Thresholds are calles knotes, more knots $\Rightarrow$ more flexible piecewise polynomial

**natural Spline**
regression spline with additional boundary constraints (function is required to be linear at the boundary)

### Where to place knots?

 - more knots $\Rightarrow$ more flexible function
 
 - at points where the function needs to be flexible 
 
 - *often place knots uniformly*
 
### How many kntos should we use?

**apply CV:**
 1. remove portion of data
 
 2. fit spline with certain number on knots
 
 3. make predictions

 4. repeat until each set was used for training
 
 5. calculate RSS
 
 6. repeat with different number of knots and compare!
 
### Comparing Polynomials and Splines

Regression Splines often give superoir results to polynomial regressions.

 - polynomials need high degree to be flexible
 
 - splines introduce flexibility by increasing knots and keep degree fixed
 
**generally Regression Splines produce more stable estimates!**

## Exercises

Consider the following data generating process in which we have n observations and one covariate X covariates additional to a constant. $X \sim N_p(0, \sigma^2)$. $\beta = (1 1.5 (−1.5) 1.5)$ and the errors are drawn from a normal distribution $\epsilon \sim N (0, 1)$. The model is generated by $y_i = \beta_0 + \beta_1 x_i + \beta_2 x_i^2 + \beta_3 x_i^3 + \epsilon_i$.

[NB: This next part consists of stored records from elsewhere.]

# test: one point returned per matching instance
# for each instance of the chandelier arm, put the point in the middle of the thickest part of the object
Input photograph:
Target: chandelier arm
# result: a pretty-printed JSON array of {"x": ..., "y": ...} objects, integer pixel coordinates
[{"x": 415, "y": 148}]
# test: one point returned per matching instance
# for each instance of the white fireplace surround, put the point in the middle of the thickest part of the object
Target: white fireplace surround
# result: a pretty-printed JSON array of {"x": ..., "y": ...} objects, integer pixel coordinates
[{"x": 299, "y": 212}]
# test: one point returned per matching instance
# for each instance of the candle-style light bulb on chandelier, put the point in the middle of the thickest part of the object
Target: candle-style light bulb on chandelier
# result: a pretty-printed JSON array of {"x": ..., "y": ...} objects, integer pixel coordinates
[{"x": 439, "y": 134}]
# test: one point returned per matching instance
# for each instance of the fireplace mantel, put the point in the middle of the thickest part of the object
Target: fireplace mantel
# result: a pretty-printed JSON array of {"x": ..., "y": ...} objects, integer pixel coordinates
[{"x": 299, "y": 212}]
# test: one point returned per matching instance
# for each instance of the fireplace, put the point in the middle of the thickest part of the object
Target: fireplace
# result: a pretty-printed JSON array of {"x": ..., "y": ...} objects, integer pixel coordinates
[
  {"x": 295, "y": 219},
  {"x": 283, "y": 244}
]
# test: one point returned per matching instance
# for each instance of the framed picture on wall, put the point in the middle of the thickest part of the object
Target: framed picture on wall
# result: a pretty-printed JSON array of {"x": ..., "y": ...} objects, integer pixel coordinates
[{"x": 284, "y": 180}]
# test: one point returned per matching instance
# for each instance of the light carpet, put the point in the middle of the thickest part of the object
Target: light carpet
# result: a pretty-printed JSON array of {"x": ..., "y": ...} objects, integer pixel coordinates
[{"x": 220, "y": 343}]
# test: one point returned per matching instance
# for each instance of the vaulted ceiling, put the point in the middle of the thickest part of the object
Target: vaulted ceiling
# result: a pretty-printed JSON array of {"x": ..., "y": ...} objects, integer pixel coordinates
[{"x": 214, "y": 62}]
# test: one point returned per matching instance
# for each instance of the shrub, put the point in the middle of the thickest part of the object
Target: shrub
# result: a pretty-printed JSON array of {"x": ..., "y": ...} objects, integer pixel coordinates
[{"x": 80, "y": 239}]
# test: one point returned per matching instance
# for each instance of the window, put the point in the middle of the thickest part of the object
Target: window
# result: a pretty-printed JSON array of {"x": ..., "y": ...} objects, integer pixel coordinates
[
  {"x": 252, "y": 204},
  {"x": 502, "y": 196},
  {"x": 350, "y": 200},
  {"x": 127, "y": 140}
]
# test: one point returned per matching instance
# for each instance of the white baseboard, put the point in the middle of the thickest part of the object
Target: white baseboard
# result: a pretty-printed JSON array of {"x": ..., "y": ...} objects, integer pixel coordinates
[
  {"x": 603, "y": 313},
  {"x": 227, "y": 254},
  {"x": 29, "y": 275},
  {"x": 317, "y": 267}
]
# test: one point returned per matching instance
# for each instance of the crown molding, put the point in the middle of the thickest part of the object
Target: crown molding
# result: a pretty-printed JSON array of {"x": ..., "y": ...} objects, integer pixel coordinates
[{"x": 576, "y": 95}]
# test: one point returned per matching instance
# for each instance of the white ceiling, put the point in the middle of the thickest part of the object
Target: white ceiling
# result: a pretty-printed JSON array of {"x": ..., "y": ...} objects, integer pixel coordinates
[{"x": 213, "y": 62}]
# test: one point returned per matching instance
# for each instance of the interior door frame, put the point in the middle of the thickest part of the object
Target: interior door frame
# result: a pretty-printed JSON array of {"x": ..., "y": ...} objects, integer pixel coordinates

a) Calculate the analytical standard errors for the polynomial specification above (as presented in the lecture) and use these to calculate the approximate confidence intervals as $2*SE$ for each value of $X$ you consider.

b) Calculate the naive bootstrap confidence intervals for B bootstrap draws from the original data, such that the nominal coverage for the two methods is the same.

c) Calculate the coverage probability at four different values of X, chosen by you.

d) Calculate the interval length at four different values of X.

**Simulation Study**

Evaluate the two types of confidence intervals above along two dimensions: interval length and coverage probability.

a) Calculate both for a small simulation study of 100 repetitions.

b) How could you change the data-generating process to give a competitive advantage to the bootstrap?
Suggest two changes and check each in a simulation study.